Au milieu des troubles et des violences brutales du milieu des années 90, les chercheurs - leur vie risquant d'être menacée - n'avaient d'autre choix que de rentrer à contrecœur au Japon et d'espérer le meilleur pour les animaux et les personnes qu'ils ont laissés.

«C'est vraiment difficile, car la nature et les bonobos restent les mêmes, mais la société humaine change très rapidement», explique Furuichi, primatologue à l'Université de Kyoto. «Je ne peux pas penser:« Oui, d'accord, nous avons maintenant un bon équilibre », car je sais que l'année prochaine, cela changera à nouveau. C'est un effort sans fin. "

Six années s'écouleront avant que Furuichi et ses collègues reprennent leurs études. Quand ils sont finalement rentrés en RDC en 2002, leurs craintes concernant le bilan de la guerre se sont confirmées: certains groupes de bonobos ont complètement disparu, tandis que d'autres qui ont survécu ont été réduits à moins de la moitié de leurs membres d'origine.

Décontenancés mais déterminés à tirer quelque sens des années de bouleversement, les chercheurs ont entrepris de découvrir les moteurs précis de la chute des bonobos. Leurs travaux ont donné des résultats surprenants qui pourraient éclairer le travail des défenseurs de l'environnement et profiter aux autres grands singes menacés d'extinction - des découvertes précieuses qui pourraient empêcher la perte des bonobos de la RDC.

Bien que la destruction de l'habitat due à l'exploitation forestière et à l'agriculture industrielle - y compris la culture de l'huile de palme - soit actuellement considérée comme la plus grande menace pour les populations de grands singes, Furuichi et ses collègues ont découvert que ce ne sont pas seulement ces perturbations massives qui sont à l'origine du déclin généralisé. Comme le montrent malheureusement mal les populations en déclin des bonobos, même des perturbations à une échelle relativement mineure - un défrichement de la forêt ici, une légère reprise de la chasse là-bas - peuvent avoir des effets dévastateurs.

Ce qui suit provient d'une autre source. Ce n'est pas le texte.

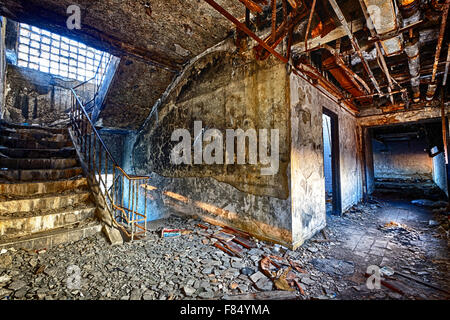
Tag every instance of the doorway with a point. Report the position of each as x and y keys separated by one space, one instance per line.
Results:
x=331 y=162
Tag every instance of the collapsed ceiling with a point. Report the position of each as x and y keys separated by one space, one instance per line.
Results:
x=388 y=54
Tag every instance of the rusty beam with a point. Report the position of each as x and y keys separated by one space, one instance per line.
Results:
x=432 y=86
x=374 y=94
x=447 y=63
x=354 y=42
x=444 y=126
x=327 y=85
x=337 y=33
x=251 y=6
x=380 y=55
x=311 y=13
x=244 y=28
x=285 y=27
x=274 y=20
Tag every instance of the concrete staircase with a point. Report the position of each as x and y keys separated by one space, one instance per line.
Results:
x=44 y=198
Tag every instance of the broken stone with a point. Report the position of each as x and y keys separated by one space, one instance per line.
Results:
x=307 y=281
x=16 y=285
x=334 y=267
x=189 y=291
x=247 y=271
x=114 y=236
x=257 y=276
x=264 y=284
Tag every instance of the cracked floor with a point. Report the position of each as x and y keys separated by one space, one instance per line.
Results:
x=189 y=267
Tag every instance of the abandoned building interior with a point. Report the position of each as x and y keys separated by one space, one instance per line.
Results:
x=355 y=91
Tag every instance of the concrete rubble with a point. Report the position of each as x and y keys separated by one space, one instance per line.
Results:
x=188 y=267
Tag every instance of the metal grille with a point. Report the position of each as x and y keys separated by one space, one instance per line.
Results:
x=48 y=52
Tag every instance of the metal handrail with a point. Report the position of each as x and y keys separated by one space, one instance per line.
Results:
x=122 y=196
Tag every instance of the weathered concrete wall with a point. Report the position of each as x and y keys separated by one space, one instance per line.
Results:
x=402 y=160
x=35 y=97
x=307 y=170
x=224 y=91
x=440 y=173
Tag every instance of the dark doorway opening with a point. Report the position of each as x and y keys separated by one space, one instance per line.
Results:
x=409 y=160
x=331 y=162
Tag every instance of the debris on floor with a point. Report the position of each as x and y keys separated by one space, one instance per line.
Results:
x=200 y=266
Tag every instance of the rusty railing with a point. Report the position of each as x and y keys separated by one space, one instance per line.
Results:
x=122 y=196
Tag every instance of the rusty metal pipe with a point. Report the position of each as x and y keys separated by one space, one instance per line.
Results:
x=357 y=80
x=411 y=15
x=309 y=24
x=432 y=86
x=373 y=33
x=412 y=51
x=374 y=95
x=326 y=84
x=444 y=82
x=354 y=42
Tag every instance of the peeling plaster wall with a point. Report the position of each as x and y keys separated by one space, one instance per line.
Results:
x=35 y=97
x=307 y=170
x=402 y=160
x=224 y=91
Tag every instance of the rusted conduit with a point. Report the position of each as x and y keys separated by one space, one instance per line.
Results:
x=411 y=15
x=355 y=44
x=354 y=77
x=309 y=24
x=374 y=34
x=242 y=26
x=432 y=85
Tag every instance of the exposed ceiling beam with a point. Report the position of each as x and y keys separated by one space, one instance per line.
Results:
x=339 y=32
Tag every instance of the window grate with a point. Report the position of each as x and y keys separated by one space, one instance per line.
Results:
x=51 y=53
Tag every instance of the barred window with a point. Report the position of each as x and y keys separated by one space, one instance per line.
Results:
x=48 y=52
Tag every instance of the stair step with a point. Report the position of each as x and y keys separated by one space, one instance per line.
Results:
x=17 y=226
x=38 y=153
x=33 y=135
x=39 y=175
x=52 y=238
x=36 y=188
x=48 y=202
x=5 y=124
x=12 y=142
x=26 y=163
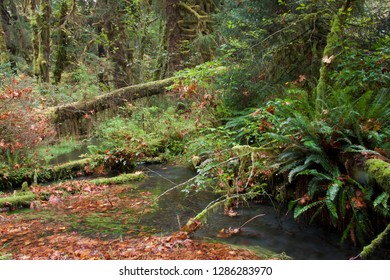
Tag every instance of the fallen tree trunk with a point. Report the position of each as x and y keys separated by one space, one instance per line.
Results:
x=380 y=171
x=68 y=117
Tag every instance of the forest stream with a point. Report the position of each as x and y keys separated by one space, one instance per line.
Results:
x=275 y=232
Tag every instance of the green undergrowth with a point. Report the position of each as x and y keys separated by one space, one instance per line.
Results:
x=21 y=199
x=121 y=179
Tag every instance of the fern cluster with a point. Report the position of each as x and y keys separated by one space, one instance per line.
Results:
x=323 y=146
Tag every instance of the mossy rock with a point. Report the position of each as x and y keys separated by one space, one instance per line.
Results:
x=380 y=171
x=121 y=179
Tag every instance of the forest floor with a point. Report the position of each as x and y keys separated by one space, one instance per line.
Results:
x=99 y=222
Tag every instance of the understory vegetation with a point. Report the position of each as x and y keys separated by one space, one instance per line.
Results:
x=283 y=101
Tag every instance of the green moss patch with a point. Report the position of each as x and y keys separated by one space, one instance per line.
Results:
x=17 y=200
x=121 y=179
x=380 y=171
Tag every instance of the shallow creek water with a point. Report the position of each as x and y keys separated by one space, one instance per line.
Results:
x=274 y=231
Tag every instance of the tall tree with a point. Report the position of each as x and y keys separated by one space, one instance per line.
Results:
x=40 y=23
x=188 y=33
x=114 y=42
x=333 y=45
x=3 y=47
x=62 y=42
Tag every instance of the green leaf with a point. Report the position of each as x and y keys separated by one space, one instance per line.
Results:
x=332 y=209
x=299 y=209
x=381 y=199
x=332 y=191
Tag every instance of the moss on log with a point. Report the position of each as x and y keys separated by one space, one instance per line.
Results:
x=77 y=110
x=380 y=171
x=121 y=179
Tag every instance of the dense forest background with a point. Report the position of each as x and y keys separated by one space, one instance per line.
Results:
x=286 y=100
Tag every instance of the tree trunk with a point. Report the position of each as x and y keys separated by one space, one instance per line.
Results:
x=61 y=54
x=3 y=46
x=69 y=117
x=174 y=37
x=35 y=36
x=332 y=49
x=44 y=41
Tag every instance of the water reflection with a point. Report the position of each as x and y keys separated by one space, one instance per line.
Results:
x=273 y=231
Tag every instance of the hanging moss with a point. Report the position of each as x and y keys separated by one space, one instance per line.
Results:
x=333 y=44
x=380 y=171
x=69 y=118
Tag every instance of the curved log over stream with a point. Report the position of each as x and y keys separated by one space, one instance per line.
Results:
x=68 y=117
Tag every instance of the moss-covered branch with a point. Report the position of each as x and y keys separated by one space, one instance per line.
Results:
x=121 y=179
x=77 y=110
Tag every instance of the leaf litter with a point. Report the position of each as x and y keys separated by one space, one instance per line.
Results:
x=78 y=220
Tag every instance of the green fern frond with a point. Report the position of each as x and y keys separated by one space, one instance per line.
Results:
x=299 y=209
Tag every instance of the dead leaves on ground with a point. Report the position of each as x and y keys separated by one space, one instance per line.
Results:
x=29 y=237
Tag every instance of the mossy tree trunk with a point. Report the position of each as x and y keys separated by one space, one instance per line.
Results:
x=34 y=36
x=62 y=42
x=333 y=47
x=187 y=24
x=3 y=46
x=174 y=37
x=115 y=18
x=44 y=41
x=40 y=24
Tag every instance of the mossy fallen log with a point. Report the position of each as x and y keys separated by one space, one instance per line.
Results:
x=21 y=199
x=74 y=112
x=121 y=179
x=380 y=171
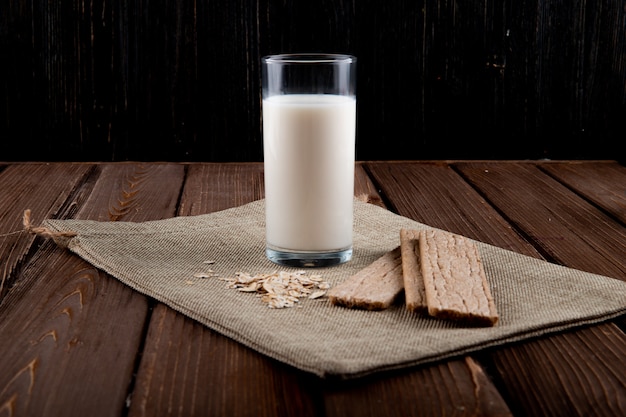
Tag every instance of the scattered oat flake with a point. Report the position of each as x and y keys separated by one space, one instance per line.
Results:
x=279 y=289
x=203 y=274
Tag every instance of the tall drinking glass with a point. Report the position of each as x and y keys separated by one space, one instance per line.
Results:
x=309 y=126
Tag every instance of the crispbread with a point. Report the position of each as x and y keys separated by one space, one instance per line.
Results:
x=454 y=279
x=414 y=294
x=373 y=288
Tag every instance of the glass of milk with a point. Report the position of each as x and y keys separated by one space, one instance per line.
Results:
x=309 y=126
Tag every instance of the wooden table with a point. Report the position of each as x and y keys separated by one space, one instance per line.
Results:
x=76 y=342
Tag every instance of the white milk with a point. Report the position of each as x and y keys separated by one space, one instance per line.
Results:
x=309 y=171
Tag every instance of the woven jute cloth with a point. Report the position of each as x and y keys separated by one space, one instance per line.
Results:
x=160 y=259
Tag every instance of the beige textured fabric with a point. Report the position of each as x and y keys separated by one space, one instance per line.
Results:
x=159 y=259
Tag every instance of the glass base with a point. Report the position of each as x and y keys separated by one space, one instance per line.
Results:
x=308 y=259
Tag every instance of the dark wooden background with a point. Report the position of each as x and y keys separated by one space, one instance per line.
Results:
x=438 y=79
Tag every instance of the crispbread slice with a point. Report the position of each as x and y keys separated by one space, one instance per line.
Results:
x=374 y=287
x=454 y=279
x=414 y=293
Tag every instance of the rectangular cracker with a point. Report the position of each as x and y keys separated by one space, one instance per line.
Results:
x=414 y=292
x=454 y=279
x=374 y=287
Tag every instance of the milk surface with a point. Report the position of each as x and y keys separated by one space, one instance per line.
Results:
x=308 y=143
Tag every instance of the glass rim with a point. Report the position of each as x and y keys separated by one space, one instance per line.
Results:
x=309 y=58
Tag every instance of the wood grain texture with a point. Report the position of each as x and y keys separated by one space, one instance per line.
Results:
x=23 y=188
x=100 y=81
x=76 y=342
x=549 y=214
x=63 y=311
x=521 y=190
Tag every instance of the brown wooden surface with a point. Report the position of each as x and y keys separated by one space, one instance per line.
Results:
x=76 y=342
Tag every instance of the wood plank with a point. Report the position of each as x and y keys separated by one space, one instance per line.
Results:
x=603 y=183
x=67 y=323
x=560 y=223
x=451 y=388
x=578 y=373
x=437 y=389
x=189 y=377
x=23 y=187
x=433 y=193
x=401 y=183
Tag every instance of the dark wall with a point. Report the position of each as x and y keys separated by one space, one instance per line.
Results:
x=179 y=80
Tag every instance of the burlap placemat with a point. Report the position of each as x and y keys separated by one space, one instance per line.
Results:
x=160 y=259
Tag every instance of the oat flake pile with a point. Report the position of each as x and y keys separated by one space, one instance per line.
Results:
x=213 y=269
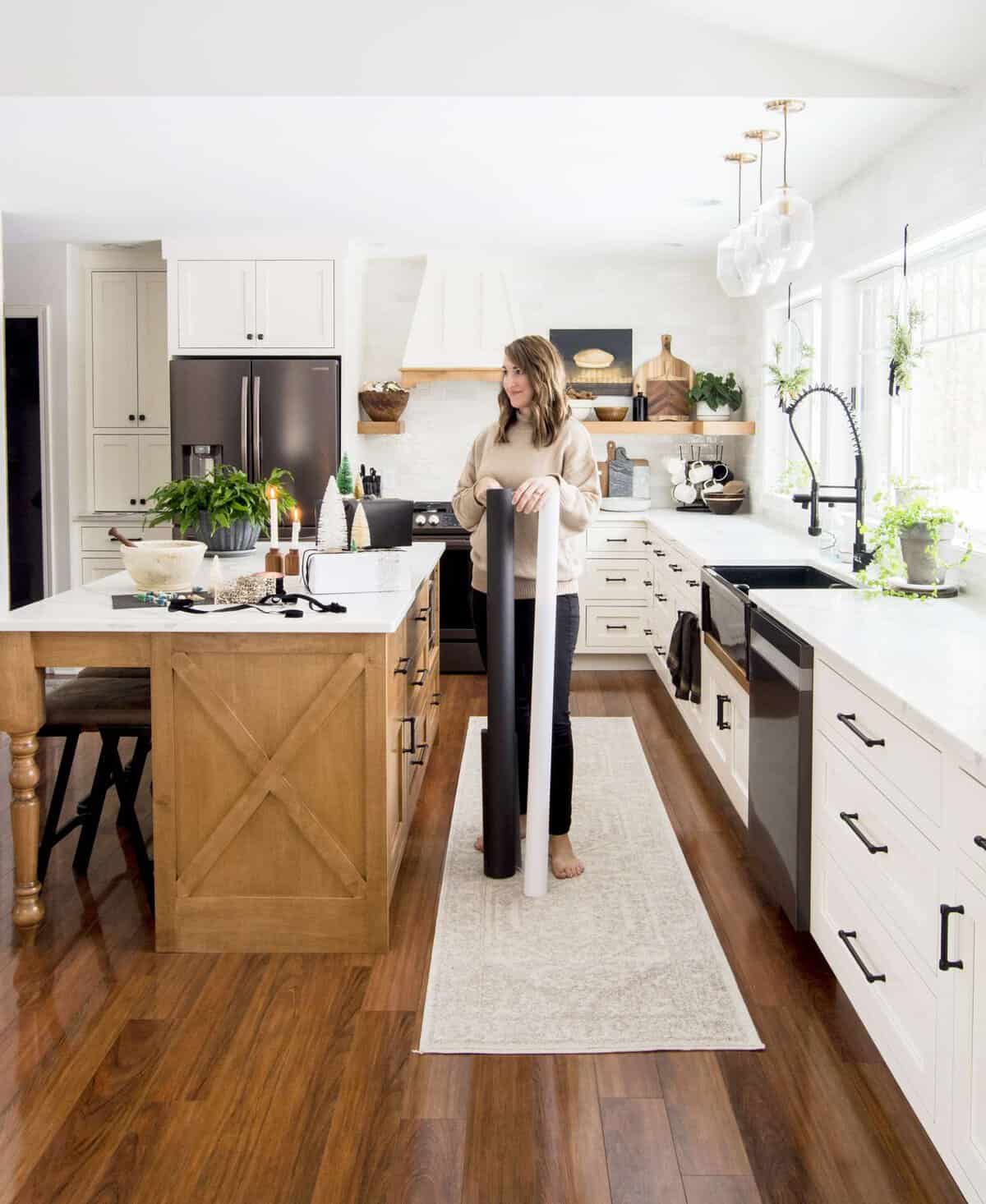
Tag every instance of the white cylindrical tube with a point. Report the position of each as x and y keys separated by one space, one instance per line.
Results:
x=542 y=700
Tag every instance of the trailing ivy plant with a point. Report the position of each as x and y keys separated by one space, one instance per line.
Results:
x=787 y=385
x=884 y=540
x=903 y=354
x=224 y=495
x=716 y=392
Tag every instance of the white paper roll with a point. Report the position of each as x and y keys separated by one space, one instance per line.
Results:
x=542 y=700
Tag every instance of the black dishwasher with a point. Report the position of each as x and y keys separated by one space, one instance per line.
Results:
x=781 y=669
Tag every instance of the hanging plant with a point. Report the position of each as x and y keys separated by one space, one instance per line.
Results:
x=907 y=542
x=903 y=353
x=789 y=384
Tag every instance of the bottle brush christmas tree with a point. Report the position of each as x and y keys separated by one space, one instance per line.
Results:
x=331 y=521
x=344 y=480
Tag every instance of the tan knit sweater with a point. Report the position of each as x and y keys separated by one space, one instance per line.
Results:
x=569 y=459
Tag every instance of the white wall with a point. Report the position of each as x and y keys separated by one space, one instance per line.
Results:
x=442 y=418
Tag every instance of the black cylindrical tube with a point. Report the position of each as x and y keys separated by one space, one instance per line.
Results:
x=501 y=805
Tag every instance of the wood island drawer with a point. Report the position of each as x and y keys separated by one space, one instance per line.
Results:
x=898 y=1009
x=891 y=748
x=878 y=848
x=616 y=627
x=621 y=579
x=618 y=537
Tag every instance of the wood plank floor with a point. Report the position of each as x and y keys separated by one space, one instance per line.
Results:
x=130 y=1077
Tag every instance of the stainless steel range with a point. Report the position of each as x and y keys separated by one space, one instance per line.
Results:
x=460 y=651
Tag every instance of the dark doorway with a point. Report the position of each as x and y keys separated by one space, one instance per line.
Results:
x=25 y=473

L'étude de cas sur les bonobos en RDC nous confirme la nécessité d'adopter une approche très prudente pour développer les terres où se trouvent des grands singes », a déclaré Annette Lanjouw, vice-présidente des initiatives stratégiques et du programme Great Ape de la Fondation Arcus, une organisation à but non lucratif qui promeut la diversité des hommes et de la nature. "Les résultats insistent beaucoup sur la nécessité d'éviter les perturbations au lieu de dire:" Ce n'est pas grave si nous perturbons cette zone, ils reviendront ou nous la réparerons par la suite. "

Cette leçon pourrait éclairer de manière significative les efforts des écologistes pour élaborer de meilleures stratégies de protection des grands singes et de leurs habitats face à une attaque rapide par la récolte du bois, l'agriculture industrielle et d'autres développements.

Bonobos au paradis

Parfois appelés «le singe oublié», les primatologues ont longtemps négligé les bonobos. Bien que les gorilles et les chimpanzés soient bien connus au 16ème siècle, ce n’est qu’en 1929 que les bonobos sont officiellement décrits comme des espèces. Leur arrivée tardive sur la scène scientifique est en partie due à leur apparence: ils ressemblent tellement aux chimpanzés que les premiers explorateurs qui les ont rencontrés n'ont probablement pas reconnu la nouveauté de l'animal. Les bonobos vivent également dans une zone relativement petite et difficile à atteindre, la profonde jungle de la rive gauche du fleuve Congo.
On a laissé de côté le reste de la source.